床边标准

医学并不总是基于科学的。一个世纪前,我们的猜测远多于已知的事实。发生变化的并不是完美性,而是自律性。在过去的几十年里——尤其是过去的五十年里——这个行业被迫不断进化。随机试验取代了主观经验;当证据不足时,旧的实践方法就被摒弃了。关于发病率和死亡率的讨论方式也发生了改变,这种改变意义重大。

在我职业生涯初期,我全神贯注于倾听患者的故事,以及我们团队为患者制定的治疗方案——无论是为了恢复健康、提供安慰,还是两者兼而有之。我无需时刻担心他人的评价。我运用了当时最先进的科学知识,并遵循在临床实践中所学到的伦理准则。那是一段美好的时光。

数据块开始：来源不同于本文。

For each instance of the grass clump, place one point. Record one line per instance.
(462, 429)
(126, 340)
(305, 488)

这种期望——即我必须为自己的建议提供依据,平衡利益与风险,并在证据发生变化时及时调整策略——并非源自高层管理者的决策,而是源于实习经历、同行间的监督以及对患者的责任感。

这并非怀旧,而是对过去的回忆。

测量方法的扩展

现代的质量改进措施取得了显著成效,例如减少了中心静脉导管相关血流感染的发生率[1],以及提高了急性心肌梗死患者的救治效率[2

行政开支占美国医疗保健支出的大约25%–30%[3]。全国医疗支出接近国内生产总值的五分之一[4]。尽管如此,美国的预期寿命和孕产妇死亡率仍落后于其他国家。

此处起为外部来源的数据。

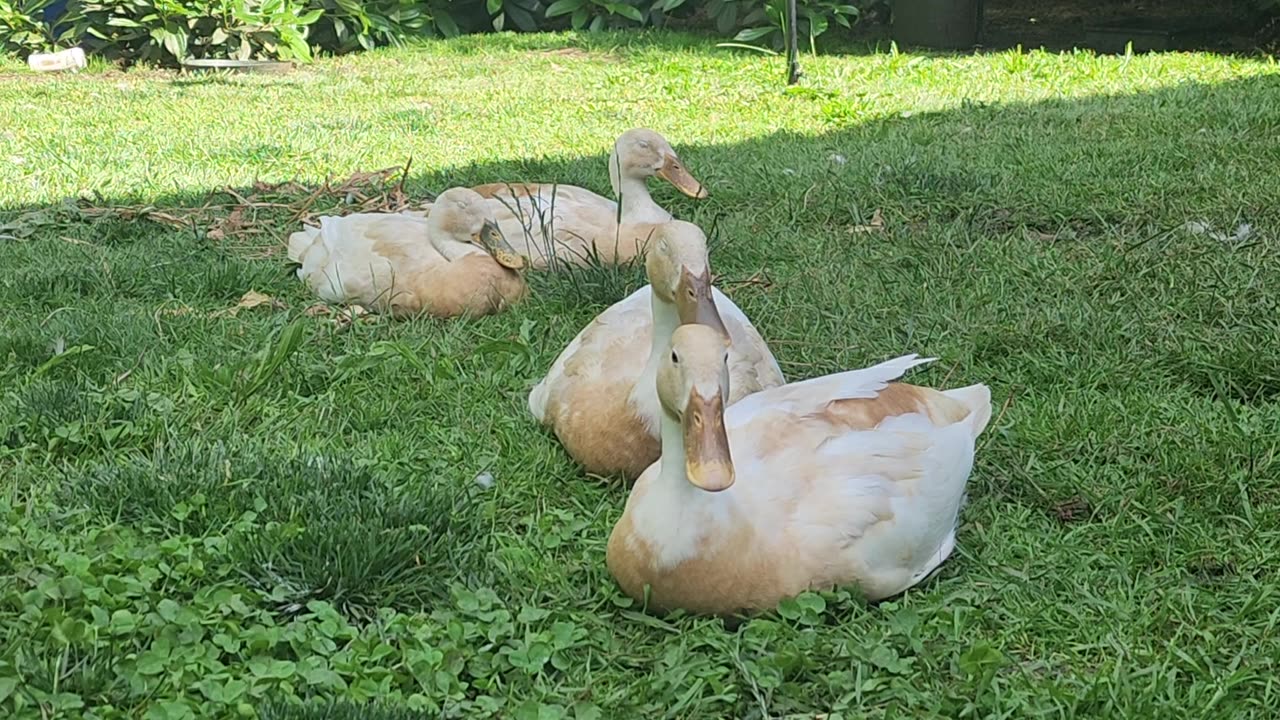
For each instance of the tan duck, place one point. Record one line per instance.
(455, 261)
(599, 395)
(584, 224)
(846, 479)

报告要求通常来自联邦政府项目、商业保险公司、认证机构以及内部医疗系统。这些要求各自都有其合理性,但总体上它们营造了一种严格的合规环境,而这种环境的累积成本却很少被评估。

预防欺诈和确保财政问责制至关重要。但问责机制本身也必须受到监督。

指标膨胀与道德迷失

临床医生在推广新的医疗实践之前,通常需要先证明其有效性;而测量系统在扩大应用范围之前,往往并不需要达到相应的证据标准。

时间研究显示,医生花费在处理电子健康记录上的时间几乎与直接照顾患者的时间相当[5]。职业倦怠的发生率超过40%–50%[6],并且这与医疗错误增加和人员流失密切相关[7]。

职业倦怠常被描述为精疲力竭,但这并不全面。我认为许多医生真正经历的是道德和伦理上的迷失——他们逐渐从关心患者转变为专注于管理各种指标。

绩效指标不断累积、复制,并被应用于新的领域,却缺乏持续的重新评估。原本旨在促进管理的措施,可能会变成不受控制的蔓延。

如果伦理反思不涉及对行政指标结构性扩张的反思,那么在更大的治理结构重塑医疗实践的过程中,这些问题可能会一直被忽视。

如果问责机制能够改变专业行为,那么伦理学就必须参与到治理过程中,而不仅仅是解决床边的具体问题。

重新调整监管机制

为了恢复道德上的平衡,每一个新的质量指标都应包括以下内容:

  1. 1. 明确以患者为中心的成果目标。
  2. 从一开始就设定好重新评估的周期。
  3. 如果效果不佳,应制定退出机制。
  4. 公开披露行政人员和临床医生的工作负担。
  5. 在不同支付方之间统一指标标准,以避免重复报告。

监控这些指标需要像评估这些指标的临床标准一样严格的领导力。

如果我们要求医生在证据不足时能够自律并调整做法,那么我们也必须要求管理他们的机构做到这一点。